Gardner Camp, in rural Hull, now occupies the former country retreat of the late J.W. Gardner II and his family. Upon Gardner’s 2012 death, the family’s 330 acres of former wetland, an oasis for waterfowl and deer, was donated to be made into a camp. In 1859, Gardner’s ancestors founded what would become Gardner Denver Inc. in Quincy.
“For many generations, the Gardner family had this property,” said Gardner Camp Executive Director Amy Lefringhouse. “We’re down here in the river bottoms of the Mississippi. Ducks are plentiful down here.”
Several miles of levees and canals were built into the property. Three deep wells were dug, allowing the former wetlands to be flooded to mimic the natural dynamics of the land. The flooded cornfields and pastures of Gardner Camp have an almost magnetic draw that brings birds, deer and several other species out from hiding.

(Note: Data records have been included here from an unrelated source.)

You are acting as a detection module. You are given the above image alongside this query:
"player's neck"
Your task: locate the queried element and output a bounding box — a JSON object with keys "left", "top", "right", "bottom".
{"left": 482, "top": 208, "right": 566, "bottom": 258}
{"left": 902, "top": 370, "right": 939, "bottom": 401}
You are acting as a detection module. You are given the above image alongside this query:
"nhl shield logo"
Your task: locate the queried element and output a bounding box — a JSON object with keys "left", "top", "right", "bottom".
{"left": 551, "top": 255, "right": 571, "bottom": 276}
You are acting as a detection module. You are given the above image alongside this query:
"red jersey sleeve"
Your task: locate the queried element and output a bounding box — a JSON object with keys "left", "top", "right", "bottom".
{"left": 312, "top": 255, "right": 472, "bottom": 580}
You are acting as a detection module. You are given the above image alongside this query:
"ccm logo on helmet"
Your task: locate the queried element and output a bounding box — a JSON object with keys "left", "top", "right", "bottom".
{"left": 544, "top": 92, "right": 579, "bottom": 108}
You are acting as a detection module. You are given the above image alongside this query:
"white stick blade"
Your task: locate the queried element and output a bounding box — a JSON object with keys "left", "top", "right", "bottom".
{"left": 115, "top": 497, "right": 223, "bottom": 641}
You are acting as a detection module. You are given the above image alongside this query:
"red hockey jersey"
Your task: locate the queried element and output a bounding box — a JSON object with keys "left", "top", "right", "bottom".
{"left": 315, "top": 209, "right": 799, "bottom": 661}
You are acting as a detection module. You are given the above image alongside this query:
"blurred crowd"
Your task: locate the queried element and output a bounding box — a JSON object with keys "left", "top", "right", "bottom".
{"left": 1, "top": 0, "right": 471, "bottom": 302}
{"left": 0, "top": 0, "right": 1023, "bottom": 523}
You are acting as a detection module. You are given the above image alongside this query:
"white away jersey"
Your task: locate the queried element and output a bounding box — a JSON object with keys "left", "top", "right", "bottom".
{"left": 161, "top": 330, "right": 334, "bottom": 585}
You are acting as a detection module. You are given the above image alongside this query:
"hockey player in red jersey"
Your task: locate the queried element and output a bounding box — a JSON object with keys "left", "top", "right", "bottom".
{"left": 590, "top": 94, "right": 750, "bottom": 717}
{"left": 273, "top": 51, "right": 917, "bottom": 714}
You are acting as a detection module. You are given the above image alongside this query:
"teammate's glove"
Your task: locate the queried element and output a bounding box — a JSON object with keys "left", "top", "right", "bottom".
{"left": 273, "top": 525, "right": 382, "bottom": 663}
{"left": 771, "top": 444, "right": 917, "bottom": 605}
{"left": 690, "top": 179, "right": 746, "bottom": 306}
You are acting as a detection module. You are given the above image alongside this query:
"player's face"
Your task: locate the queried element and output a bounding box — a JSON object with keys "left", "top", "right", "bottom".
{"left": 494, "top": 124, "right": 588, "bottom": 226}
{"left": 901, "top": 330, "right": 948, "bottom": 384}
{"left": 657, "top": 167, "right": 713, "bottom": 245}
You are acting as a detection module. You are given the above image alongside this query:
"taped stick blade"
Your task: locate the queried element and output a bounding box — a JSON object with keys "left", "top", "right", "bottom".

Renewed vegetation, reignited into growth by the return of long-absent water, offers food and compels animals to spend more time within the camp.
“He (Gardner) wanted it to be a resource for nonprofit agencies and the youth of Adams, Pike and the surrounding counties,” Lefringhouse said. “It’s really unique, and it’s a really great opportunity for kids. We don’t have anything like it.”
In March 2016, Lefringhouse was hired to coordinate year-round youth programming. The first program offered at the camp was mentored youth hunting.
“It’s pretty state-of-the-art waterfowl hunting,” Lefringhouse said. “The amount of resources we put into managing the habitat, we know we can hold ducks here. That’s going to help us and the kids have a successful hunt.”
Lefringhouse described the two hunting blinds on the property as “far from the average blinds.”
“They have heat. They have electricity that can run a microwave, a full-sized stove and oven,” Lefringhouse said. “It’s almost the comforts of home.”
The amenities were included with the intention of easing the young hunters into the outdoors. One of the two blinds is underground, buried below a mound in a flooded field. The result is a view, when looking through the shooting station, that is on the same level as the water.
“I get message after message from parents. `We think he has got the bug now. That’s all he has talked about since he got home,'” Lefringhouse said. “It makes me so appreciative of Mr. Gardner’s generosity. To get to see the looks on these kids’ faces every weekend is pretty priceless.”
Gardner Camp has hosted five youth waterfowl hunting weeks and two youth deer hunting seasons this year. To facilitate each excursion, the camp worked with nonprofit organizations such as the Boy Scouts, 4-H and others.
“Now we’re looking at offering outdoor education programming over Christmas break,” Lefringhouse said.
On Dec. 28 and 29, Gardner Camp was to host Winter in the Wild, during which the World Bird Sanctuary of St. Louis will offer a live show with flying raptors. If weather permits, youth also will be able to scan the camp’s grounds for tracks, among other activities. Between adults and children, more than 250 have registered.
“The possibilities here are endless,” Lefringhouse said of future programming being considered. “Hopefully we can enhance the programming of nonprofits in the area with the end goal of reaching those kids’ lives and giving them experiences they’ve never had before.”